File metadata and controls

27 lines (15 loc) · 2.21 KB

Almanac

Deep learning predictor for the outcome of football (soccer) games. The models created here are encoder-only transformer models that leverage multi-headed self-attention to capture the time-series impact of previous matches on deciding each team's likelihood of winning a future match.

How to train the model

  1. Run 'ScrapeData.py' to obtain the datasets of previous football matches and their statistics from the internet.

  2. Run 'TransformData.py' to create the training and test datasets for the model.
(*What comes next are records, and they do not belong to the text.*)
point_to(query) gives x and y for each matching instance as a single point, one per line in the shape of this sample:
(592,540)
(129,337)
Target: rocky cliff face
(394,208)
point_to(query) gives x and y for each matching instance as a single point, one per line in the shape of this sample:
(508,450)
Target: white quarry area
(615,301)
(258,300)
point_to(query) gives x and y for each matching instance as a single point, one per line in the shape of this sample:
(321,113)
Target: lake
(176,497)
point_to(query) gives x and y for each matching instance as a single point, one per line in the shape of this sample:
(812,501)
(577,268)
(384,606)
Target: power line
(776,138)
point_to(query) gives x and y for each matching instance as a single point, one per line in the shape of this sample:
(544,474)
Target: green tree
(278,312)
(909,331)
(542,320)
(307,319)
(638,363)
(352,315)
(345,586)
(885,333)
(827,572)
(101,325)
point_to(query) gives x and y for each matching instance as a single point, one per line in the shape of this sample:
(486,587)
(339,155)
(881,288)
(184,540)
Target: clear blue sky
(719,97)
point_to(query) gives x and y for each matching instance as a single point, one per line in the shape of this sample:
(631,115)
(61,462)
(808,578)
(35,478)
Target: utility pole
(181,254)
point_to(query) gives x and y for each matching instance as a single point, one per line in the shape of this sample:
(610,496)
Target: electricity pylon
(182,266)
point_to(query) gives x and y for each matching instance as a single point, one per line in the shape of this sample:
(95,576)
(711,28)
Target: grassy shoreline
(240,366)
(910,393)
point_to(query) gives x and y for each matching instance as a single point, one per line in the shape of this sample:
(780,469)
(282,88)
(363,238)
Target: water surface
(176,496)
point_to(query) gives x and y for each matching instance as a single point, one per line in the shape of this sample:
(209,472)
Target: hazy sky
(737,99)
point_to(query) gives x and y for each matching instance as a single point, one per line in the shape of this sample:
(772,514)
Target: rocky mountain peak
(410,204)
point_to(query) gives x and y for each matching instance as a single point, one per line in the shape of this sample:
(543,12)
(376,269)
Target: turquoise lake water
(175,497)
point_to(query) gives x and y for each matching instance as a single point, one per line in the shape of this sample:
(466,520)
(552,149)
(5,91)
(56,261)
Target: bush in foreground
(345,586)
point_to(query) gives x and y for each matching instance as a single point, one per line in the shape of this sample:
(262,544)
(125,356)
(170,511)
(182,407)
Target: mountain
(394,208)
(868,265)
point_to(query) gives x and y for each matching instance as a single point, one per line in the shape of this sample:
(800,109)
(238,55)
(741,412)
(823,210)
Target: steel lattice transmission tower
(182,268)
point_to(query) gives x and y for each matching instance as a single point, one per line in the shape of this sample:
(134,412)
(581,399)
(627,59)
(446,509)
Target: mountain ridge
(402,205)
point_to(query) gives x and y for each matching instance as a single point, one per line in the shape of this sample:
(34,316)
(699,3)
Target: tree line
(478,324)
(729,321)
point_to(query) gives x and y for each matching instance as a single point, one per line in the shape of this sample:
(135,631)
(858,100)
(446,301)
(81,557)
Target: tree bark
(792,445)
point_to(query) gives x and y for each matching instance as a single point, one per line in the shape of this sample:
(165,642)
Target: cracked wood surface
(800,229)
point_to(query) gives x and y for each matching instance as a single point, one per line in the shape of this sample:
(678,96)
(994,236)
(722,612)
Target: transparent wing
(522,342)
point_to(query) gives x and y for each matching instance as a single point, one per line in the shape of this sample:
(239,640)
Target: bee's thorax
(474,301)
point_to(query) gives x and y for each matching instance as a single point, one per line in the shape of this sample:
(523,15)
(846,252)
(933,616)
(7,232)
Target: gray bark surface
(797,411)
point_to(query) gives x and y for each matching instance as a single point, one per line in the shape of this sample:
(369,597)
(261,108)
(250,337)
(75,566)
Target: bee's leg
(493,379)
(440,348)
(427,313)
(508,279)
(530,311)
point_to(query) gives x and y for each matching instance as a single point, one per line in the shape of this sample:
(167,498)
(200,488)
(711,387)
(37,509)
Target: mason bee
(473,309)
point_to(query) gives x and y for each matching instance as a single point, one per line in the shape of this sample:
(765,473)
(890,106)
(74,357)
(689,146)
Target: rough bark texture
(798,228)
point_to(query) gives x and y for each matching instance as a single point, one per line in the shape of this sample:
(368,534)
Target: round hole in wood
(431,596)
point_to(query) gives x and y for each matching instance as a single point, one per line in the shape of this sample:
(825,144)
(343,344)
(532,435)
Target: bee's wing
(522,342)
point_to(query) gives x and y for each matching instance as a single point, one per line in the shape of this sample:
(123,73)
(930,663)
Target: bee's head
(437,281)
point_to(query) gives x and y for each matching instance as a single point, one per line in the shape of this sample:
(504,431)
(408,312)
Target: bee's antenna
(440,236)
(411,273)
  3. Run 'EncoderPretraining.py'. This pretrains the transformer model and saves the learnt weights to a .pt file.

  4. Run 'Training.py'. This fine-tunes the pretrained model to predict the percentage chance of each team winning a given match. This model is saves to a new .pt file.

Current Performance

The model performance is limited by many factors, such as number of features, dataset size, and model scale. Nevertheless, the model achieves very good performance. The plot below shows how the % predictions (Predicted Accuracy) matched up to the % of those selections that were true (Model Accuracy) (including win, draw and loss), over an unseen test set of ~1000 matches. I've included definitions of model accuracy and predicted accuracy below.

Performance

You can see the predicted probabilities match up quite well with the real-world results, proving the efficacy of the trained model.

Predicted Accuracy - For all the matches in the test set, the probability of win, lose and draw have each been rounded to the nearest 5% (with a 2.5% offset). These matches are averaged with other samples that fall under the same 'bucket' to form the data for the data that is considered for the given bar.

Model Accuracy - For all these matches for each bar, the correct predictions and incorrect predictions are used to calculate the mean accuracy for this bar. This value is the model accuracy. How close this value is to the predicted accuracy (the rounded to 5% value) defines how well the model is performing.

NOTE: Some predicted values (such as 97.5) have no value - this is because the model didn't predict any outcomes had this probability, so the number of samples considered for that bar is zero.